Senin, 25/04/2016 21:11:56
Bicara soal ukhuwah Islamiyah, akan bicara
juga soal perbedaan-perbedaan di antara umat Islam, termasuk perbedaan di
antara organisasi Islam. Perbedaan sendiri, selama masih dalam kerangka
khilafiyah, oleh Islam masih ditoleransi.
"Perbedaan itu silahkan. Yang tidak
boleh itu ananiah (egois), ta'asubiyah (fanatisme kelompok)," ungkap Ketua
Umum Majelis Ulama Indonesia (MUI) KH Ma'ruf Amin saat membuka Seminar Nasional
Komisi Ukhuwah Islamiyah MUI di Jakarta, Senin (25/04/2016).
Soal perbedaan, lanjut Kyai Ma'ruf, MUI
telah membagi menjadi dua. Perbedaan yang terkatagori sebagai khilafiyah akan
ditoleransi, sementara perbedaan yang masuk dalaminhirafiyah (penyimpangan)
akan diamputasi.
Terkait dengan sikap gerakan Islam yang
cenderung bergerak sendiri-sendiri tanpa koordinasi yang terarah, Rois Aam PBNU
itu menyerukan pentingnya harakah tansiqiyah (gerakan terkoordinasi).
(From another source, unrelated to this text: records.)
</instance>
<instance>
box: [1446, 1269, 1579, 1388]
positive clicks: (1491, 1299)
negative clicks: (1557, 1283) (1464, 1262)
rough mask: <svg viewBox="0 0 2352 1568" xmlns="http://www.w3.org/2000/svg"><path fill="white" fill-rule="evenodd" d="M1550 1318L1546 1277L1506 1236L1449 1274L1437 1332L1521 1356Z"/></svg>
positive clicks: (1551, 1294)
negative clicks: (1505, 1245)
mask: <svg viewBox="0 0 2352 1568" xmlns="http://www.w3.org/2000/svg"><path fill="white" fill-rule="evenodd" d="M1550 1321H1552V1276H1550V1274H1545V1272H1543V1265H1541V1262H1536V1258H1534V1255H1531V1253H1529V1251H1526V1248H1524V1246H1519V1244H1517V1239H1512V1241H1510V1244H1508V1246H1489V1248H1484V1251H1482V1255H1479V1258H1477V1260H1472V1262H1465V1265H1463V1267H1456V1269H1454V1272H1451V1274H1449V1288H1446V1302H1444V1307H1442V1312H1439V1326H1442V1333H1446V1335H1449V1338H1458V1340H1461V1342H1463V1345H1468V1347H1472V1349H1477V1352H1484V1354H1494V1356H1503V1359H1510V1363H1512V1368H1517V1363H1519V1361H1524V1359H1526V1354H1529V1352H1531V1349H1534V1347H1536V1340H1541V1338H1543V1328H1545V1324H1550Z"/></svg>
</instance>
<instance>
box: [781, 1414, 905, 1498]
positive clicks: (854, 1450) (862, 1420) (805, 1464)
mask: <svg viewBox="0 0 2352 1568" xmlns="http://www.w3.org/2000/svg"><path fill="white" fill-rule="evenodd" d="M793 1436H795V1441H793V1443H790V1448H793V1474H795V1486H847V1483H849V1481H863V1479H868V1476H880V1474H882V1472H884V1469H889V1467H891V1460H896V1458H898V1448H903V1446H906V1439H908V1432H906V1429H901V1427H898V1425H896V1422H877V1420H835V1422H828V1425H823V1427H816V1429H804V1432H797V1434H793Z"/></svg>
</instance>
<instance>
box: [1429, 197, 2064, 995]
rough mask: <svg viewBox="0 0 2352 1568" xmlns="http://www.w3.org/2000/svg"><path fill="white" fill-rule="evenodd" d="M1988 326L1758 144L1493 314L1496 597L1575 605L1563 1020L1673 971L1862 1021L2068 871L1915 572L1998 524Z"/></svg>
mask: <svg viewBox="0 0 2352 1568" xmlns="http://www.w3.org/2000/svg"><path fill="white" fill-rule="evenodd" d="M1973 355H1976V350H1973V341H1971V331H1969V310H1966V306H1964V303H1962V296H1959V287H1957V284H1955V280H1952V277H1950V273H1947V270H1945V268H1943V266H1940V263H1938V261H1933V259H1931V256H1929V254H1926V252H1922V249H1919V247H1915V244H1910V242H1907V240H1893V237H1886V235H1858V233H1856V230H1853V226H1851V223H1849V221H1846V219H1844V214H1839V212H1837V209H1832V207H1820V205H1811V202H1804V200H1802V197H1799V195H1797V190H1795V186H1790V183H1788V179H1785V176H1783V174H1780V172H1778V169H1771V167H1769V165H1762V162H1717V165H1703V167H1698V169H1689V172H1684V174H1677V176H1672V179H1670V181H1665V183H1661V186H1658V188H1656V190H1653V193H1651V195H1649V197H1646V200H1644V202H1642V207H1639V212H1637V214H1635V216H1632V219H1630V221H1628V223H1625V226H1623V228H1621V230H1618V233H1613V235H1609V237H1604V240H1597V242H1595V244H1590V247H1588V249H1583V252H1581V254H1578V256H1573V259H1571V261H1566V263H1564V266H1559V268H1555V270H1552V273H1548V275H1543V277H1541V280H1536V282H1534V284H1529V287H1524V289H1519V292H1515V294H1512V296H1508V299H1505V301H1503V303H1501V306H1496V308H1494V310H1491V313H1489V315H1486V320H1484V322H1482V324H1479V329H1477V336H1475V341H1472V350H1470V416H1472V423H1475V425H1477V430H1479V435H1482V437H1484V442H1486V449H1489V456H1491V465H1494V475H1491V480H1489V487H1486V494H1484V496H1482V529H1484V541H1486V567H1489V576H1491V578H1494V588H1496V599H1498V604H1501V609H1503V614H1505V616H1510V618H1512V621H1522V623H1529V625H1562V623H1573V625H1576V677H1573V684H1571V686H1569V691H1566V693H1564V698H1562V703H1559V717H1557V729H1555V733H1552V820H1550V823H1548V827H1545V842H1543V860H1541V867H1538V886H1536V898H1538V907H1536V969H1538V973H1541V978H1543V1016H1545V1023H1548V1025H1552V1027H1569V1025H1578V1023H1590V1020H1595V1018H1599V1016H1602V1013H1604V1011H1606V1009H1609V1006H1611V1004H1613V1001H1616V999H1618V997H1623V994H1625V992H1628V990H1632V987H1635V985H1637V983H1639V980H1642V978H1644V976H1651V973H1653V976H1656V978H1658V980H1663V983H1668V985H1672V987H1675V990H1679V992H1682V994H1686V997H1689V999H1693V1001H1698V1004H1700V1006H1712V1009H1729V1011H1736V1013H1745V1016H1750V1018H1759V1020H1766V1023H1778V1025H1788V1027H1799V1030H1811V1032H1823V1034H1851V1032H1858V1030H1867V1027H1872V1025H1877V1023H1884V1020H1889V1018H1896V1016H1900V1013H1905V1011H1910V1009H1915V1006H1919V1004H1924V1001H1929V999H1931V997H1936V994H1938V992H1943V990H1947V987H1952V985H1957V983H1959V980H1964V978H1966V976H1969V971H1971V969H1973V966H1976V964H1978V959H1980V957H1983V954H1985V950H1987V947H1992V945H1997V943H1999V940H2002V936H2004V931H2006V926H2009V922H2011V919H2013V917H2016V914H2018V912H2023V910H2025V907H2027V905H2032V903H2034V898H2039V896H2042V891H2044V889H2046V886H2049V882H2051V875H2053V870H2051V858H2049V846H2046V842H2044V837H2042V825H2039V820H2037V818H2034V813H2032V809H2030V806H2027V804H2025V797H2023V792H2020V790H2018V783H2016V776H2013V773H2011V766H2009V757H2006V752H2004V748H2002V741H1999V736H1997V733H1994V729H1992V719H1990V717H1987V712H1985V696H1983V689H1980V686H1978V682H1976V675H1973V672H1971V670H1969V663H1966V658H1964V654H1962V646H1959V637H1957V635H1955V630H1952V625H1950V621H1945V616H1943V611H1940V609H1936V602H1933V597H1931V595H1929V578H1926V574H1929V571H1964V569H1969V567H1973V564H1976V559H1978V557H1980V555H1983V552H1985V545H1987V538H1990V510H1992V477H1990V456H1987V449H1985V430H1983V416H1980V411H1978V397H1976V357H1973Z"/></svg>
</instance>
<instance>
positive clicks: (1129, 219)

Umat Islam, kata Kyai Ma'ruf, tidak boleh
bergerak sendiri-sendiri. Belakangan, bukan hanya bergerak sendiri-sendiri,
umat Islam bahkan saling berhadapan. "Itu yang kita rasakan,"
tandasnya.
Untuk membuat umat Islam bersatu dan
saling terkoordinasi, Kyai Ma'ruf menyadari diperlukan adanya kepemimpinan atau
imamah.
Hanya saja, katanya, setelah mencari-cari
sosok imamah syakhsiyah (sosok individu pemimpin) tidak
ketemu-ketemu,maka kepemimpinan menjadi yang dia istilahkan"imamah
institusionaliyah" alias kepemimpinan kelembagaan. "Dan itu
yang paling tepat ya MUI," pungkasnya.
Sebelumnya, Kyai Ma'ruf menyatakan rasa
syukurnya umat Islam Indonesia tidak seperti yang kini terjadi di Timur Tengah.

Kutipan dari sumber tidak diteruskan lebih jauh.